The event first debuted to the public in 1933 and has become a yearly tradition. Belhaven’s Singing Christmas Tree was named one of the top 20 events in the Southeast by the Southeast Tourism Society, and has been featured in Southern Living Magazine.
We would like to share a video from this year’s event, featuring five timeless Christmas classics: O Christmas Tree, Jingle Bells, Joy to the World, Hark, the Herald Angels Sing and We Wish You a Merry Christmas.
In 1933, a group of faculty and students, led by music professor Mignonne Caldwell, had the idea to construct a wooden frame for the campus choir to stand on while performing traditional Christmas carols. Some 82 years later, that moment shines bright as America’s Oldest Singing Christmas Tree, a Belhaven University tradition.

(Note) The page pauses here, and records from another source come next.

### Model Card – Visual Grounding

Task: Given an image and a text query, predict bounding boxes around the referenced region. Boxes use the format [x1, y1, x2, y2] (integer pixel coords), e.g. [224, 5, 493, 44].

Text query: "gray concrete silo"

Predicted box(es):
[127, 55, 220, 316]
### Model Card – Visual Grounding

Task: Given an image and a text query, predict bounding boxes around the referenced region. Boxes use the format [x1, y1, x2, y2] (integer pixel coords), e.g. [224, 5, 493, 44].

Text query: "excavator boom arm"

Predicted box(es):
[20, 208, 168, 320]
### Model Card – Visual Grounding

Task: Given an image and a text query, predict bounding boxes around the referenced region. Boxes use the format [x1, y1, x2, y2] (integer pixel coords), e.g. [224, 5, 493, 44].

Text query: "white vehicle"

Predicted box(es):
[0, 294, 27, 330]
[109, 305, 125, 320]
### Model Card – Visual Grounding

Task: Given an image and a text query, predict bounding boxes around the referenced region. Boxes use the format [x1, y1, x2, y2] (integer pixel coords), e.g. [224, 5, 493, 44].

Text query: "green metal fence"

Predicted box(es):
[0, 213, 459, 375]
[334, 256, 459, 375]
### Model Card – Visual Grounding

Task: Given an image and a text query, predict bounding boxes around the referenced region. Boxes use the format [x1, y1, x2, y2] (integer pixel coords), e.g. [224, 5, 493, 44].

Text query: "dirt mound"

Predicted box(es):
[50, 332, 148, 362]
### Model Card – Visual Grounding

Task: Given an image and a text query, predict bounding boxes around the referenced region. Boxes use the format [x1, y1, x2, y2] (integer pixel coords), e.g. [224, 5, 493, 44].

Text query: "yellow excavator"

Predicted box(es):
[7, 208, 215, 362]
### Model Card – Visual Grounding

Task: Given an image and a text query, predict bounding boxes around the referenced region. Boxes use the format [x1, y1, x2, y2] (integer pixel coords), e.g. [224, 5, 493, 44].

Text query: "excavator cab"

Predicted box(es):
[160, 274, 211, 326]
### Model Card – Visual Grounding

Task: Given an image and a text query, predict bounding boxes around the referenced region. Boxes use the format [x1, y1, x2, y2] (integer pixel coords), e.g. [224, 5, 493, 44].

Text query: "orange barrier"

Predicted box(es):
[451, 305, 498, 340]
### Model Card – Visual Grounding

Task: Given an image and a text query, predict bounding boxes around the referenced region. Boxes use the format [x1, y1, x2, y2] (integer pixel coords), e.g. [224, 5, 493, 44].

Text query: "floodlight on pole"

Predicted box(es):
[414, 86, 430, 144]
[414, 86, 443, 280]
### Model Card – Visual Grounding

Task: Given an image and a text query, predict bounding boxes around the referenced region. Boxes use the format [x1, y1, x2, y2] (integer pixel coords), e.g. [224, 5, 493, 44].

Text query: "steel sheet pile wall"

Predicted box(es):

This year’s performance, open to the public, takes place on December 5 and 6 at 7:30 p.m in the Athletic Bowl at the center of campus. This wonderful community event has been highlighted by the likes of Southern Living Magazine, and named among the top 20 events in the Southeast by the Southeast Tourism Society.
Ms. Bettye Quinn, Associate Professor of Education and Director of Elementary Education, has seen the event 77 of the 81 times it has taken place.
“I remember when I was three years old in 1937 and a family friend brought me to see the Belhaven Singing Christmas Tree for the first time,” recalled Ms. Quinn. “At the time, the tree was a group of 40 girls on a platform between the columns. They had on white robes and held bright lights that reflected into the lagoon. It was a glorious sight for a little child to see!”
Since then, the Singing Christmas Tree has taken on a few technological advances. A state of the art sound system is used and the candles remembered by Ms. Quinn have been replaced by LED lights. The 35-foot tall tree holds up to 100 men and women singers, and the LED lights change colors in various patterns and sequences according to the character of each Christmas carol.